On my vanilla OSX Yosemite, it yields more precise results than "file -I":

$ file -I pdfs/udocument0.pdf
pdfs/udocument0.pdf: application/pdf; charset=binary
$ vic pdfs/udocument0.pdf
latin1
$
$ file -I pdfs/t0.pdf
pdfs/t0.pdf: application/pdf; charset=us-ascii
$ vic pdfs/t0.pdf
utf-8

This is the only answer that gave me what I needed – "latin1", as opposed to "us-ascii". Although, I did have to remove the backslashes.
Thanks a lot, I removed the backslashes.
$ alias vic="vim -c 'execute \"silent !echo \" . &fileencoding | q'" -bash: !echo: event not found
@AntonTropashko alias vic="vim -c 'execute \"silent \!echo \" . &fileencoding | q'"
R
RPM

You can also convert from one file type to another using the following command :

iconv -f original_charset -t new_charset originalfile > newfile

e.g.

iconv -f utf-16le -t utf-8 file1.txt > file2.txt

b
bx2

Just use:

file -I <filename>

That's it.


I can't be bothered to vote down, but that answer is completely wrong. Small -i says do not classify the contents if it is a regular file. -I is equivalent to --mime which outputs mime type strings. The osx tools behave differently from standard linux tools.
Well, for a Windows 1252 encoded file file -I gets me text/plain; charset=unknown-8bit. Though it works better for an utf8 file: text/plain; charset=utf-8.
r
rstackhouse

Using file command with the --mime-encoding option (e.g. file --mime-encoding some_file.txt) instead of the -I option works on OS X and has the added benefit of omitting the mime type, "text/plain", which you probably don't care about.
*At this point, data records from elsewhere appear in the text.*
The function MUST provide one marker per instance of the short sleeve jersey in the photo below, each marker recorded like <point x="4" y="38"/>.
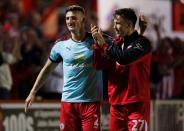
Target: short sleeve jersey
<point x="82" y="83"/>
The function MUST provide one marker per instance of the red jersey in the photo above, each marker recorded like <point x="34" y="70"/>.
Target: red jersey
<point x="127" y="62"/>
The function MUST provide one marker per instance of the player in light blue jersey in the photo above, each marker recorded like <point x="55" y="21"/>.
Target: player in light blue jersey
<point x="82" y="89"/>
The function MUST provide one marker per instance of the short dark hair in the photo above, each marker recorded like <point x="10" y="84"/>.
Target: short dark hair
<point x="75" y="8"/>
<point x="127" y="13"/>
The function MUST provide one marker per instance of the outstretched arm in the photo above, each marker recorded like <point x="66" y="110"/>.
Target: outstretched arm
<point x="143" y="23"/>
<point x="44" y="73"/>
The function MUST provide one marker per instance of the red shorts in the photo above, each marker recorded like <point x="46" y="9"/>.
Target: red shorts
<point x="130" y="117"/>
<point x="80" y="116"/>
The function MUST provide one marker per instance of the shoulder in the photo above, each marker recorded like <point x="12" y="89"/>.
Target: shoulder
<point x="144" y="40"/>
<point x="63" y="38"/>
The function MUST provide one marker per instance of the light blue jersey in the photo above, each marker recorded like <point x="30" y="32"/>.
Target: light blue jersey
<point x="82" y="83"/>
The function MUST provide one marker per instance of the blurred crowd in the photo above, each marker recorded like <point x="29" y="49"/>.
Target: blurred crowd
<point x="24" y="49"/>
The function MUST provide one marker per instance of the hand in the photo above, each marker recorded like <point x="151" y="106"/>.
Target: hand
<point x="97" y="35"/>
<point x="143" y="23"/>
<point x="29" y="101"/>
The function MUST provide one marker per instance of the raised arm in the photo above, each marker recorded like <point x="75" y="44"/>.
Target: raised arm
<point x="44" y="73"/>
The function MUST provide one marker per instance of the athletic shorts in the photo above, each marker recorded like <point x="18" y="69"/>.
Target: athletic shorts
<point x="80" y="116"/>
<point x="130" y="117"/>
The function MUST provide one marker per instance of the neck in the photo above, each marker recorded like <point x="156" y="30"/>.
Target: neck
<point x="130" y="32"/>
<point x="78" y="35"/>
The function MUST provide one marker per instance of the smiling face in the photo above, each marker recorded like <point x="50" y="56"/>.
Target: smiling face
<point x="121" y="25"/>
<point x="74" y="21"/>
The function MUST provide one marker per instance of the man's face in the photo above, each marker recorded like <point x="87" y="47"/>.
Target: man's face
<point x="121" y="25"/>
<point x="74" y="20"/>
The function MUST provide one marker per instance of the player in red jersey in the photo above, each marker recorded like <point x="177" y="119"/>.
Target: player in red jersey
<point x="127" y="63"/>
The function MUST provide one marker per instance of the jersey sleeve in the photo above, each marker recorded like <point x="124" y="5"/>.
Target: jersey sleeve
<point x="55" y="55"/>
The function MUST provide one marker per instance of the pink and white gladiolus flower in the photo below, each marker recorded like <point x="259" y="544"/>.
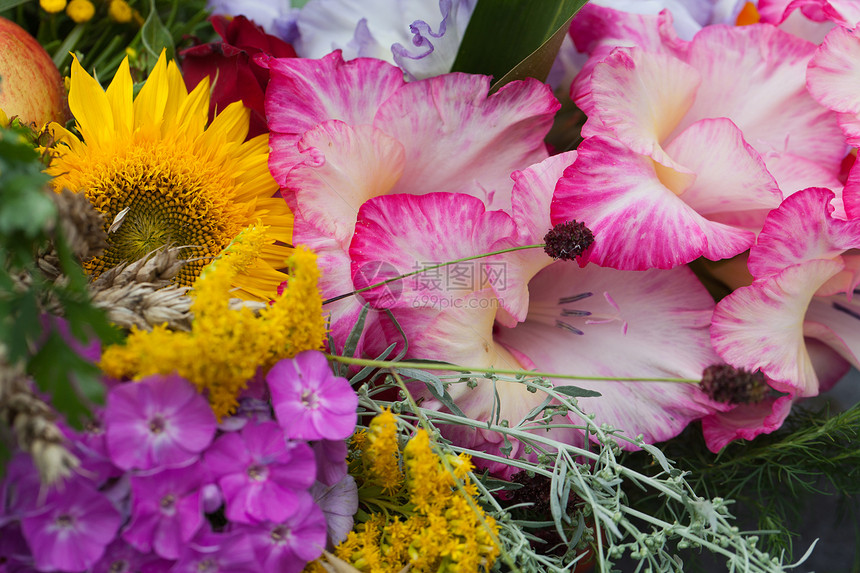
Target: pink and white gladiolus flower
<point x="798" y="321"/>
<point x="345" y="132"/>
<point x="420" y="36"/>
<point x="680" y="160"/>
<point x="542" y="315"/>
<point x="806" y="270"/>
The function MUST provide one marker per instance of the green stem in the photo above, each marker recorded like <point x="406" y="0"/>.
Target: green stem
<point x="492" y="371"/>
<point x="68" y="45"/>
<point x="432" y="268"/>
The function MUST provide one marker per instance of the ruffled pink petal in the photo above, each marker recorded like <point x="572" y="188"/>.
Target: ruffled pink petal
<point x="336" y="280"/>
<point x="843" y="12"/>
<point x="793" y="173"/>
<point x="761" y="326"/>
<point x="851" y="193"/>
<point x="638" y="223"/>
<point x="454" y="134"/>
<point x="303" y="93"/>
<point x="640" y="98"/>
<point x="459" y="334"/>
<point x="598" y="30"/>
<point x="532" y="196"/>
<point x="531" y="202"/>
<point x="771" y="105"/>
<point x="641" y="324"/>
<point x="398" y="234"/>
<point x="835" y="321"/>
<point x="828" y="364"/>
<point x="745" y="422"/>
<point x="832" y="75"/>
<point x="730" y="175"/>
<point x="802" y="229"/>
<point x="343" y="168"/>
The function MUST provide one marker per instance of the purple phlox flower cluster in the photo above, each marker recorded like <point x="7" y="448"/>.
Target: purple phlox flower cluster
<point x="164" y="488"/>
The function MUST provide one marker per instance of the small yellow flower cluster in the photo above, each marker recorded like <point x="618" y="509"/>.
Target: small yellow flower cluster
<point x="81" y="11"/>
<point x="225" y="346"/>
<point x="381" y="457"/>
<point x="443" y="529"/>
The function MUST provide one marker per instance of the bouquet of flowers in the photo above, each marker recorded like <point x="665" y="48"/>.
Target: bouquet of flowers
<point x="424" y="285"/>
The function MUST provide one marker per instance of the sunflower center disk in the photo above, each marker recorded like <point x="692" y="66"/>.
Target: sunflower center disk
<point x="168" y="204"/>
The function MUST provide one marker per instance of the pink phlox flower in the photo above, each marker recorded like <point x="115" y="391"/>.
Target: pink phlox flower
<point x="217" y="553"/>
<point x="121" y="557"/>
<point x="331" y="460"/>
<point x="287" y="546"/>
<point x="167" y="510"/>
<point x="310" y="402"/>
<point x="158" y="421"/>
<point x="71" y="529"/>
<point x="339" y="503"/>
<point x="260" y="474"/>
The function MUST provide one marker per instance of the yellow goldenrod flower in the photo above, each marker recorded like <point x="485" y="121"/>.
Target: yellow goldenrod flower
<point x="225" y="346"/>
<point x="382" y="453"/>
<point x="119" y="11"/>
<point x="448" y="533"/>
<point x="80" y="11"/>
<point x="52" y="6"/>
<point x="183" y="183"/>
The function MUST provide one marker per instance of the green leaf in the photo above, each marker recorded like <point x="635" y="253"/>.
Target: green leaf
<point x="354" y="334"/>
<point x="58" y="371"/>
<point x="576" y="392"/>
<point x="506" y="34"/>
<point x="446" y="400"/>
<point x="155" y="35"/>
<point x="425" y="377"/>
<point x="6" y="4"/>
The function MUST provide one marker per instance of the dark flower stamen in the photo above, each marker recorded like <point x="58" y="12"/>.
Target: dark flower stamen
<point x="731" y="385"/>
<point x="568" y="240"/>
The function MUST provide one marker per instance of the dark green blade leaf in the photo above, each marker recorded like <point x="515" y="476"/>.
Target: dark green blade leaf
<point x="576" y="392"/>
<point x="58" y="371"/>
<point x="155" y="35"/>
<point x="6" y="4"/>
<point x="503" y="34"/>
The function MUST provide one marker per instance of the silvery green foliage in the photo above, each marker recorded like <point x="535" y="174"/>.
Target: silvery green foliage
<point x="608" y="527"/>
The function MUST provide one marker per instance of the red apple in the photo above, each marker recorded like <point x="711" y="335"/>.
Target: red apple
<point x="30" y="85"/>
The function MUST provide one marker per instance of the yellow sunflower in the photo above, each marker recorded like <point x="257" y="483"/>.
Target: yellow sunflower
<point x="160" y="176"/>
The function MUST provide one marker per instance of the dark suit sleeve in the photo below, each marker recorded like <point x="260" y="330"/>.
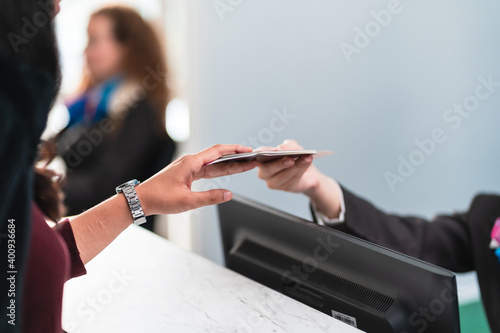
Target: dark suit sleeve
<point x="445" y="241"/>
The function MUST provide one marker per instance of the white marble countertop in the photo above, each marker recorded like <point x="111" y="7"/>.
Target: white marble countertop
<point x="143" y="283"/>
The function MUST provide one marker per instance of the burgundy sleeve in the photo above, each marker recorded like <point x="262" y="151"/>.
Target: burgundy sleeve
<point x="77" y="266"/>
ls -l@a will show extended attributes. Looking at the man page for ls on Yosemite, I don't see a --mime-encoding option.
You were talking about the file command. Didn't know that one existed. Noob. Anyway. Sorry about the downvote. SO won't let me undo it unless someone edits this answer.
W
Will Robertson

Classic 8-bit LaTeX is very restricted in which UTF8 characters it can use; it's highly dependent on the encoding of the font you're using and which glyphs that font has available.

Since you don't give a specific example, it's hard to know exactly where the problem is — whether you're attempting to use a glyph that your font doesn't have or whether you're not using the correct font encoding in the first place.

Here's a minimal example showing how a few UTF8 characters can be used in a LaTeX document:

\documentclass{article}
\usepackage[T1]{fontenc}
\usepackage{lmodern}
\usepackage[utf8]{inputenc}
\begin{document}
‘Héllø—thêrè.’
\end{document}

You may have more luck with the [utf8x] encoding, but be slightly warned that it's no longer supported and has some idiosyncrasies compared with [utf8] (as far as I recall; it's been a while since I've looked at it). But if it does the trick, that's all that matters for you.


J
Jouni K. Seppänen

The @ sign means the file has extended attributes. xattr file shows what attributes it has, xattr -l file shows the attribute values too (which can be large sometimes — try e.g. xattr /System/Library/Fonts/HelveLTMM to see an old-style font that exists in the resource fork).


d
dreamlax

Typing file myfile.tex in a terminal can sometimes tell you the encoding and type of file using a series of algorithms and magic numbers. It's fairly useful but don't rely on it providing concrete or reliable information.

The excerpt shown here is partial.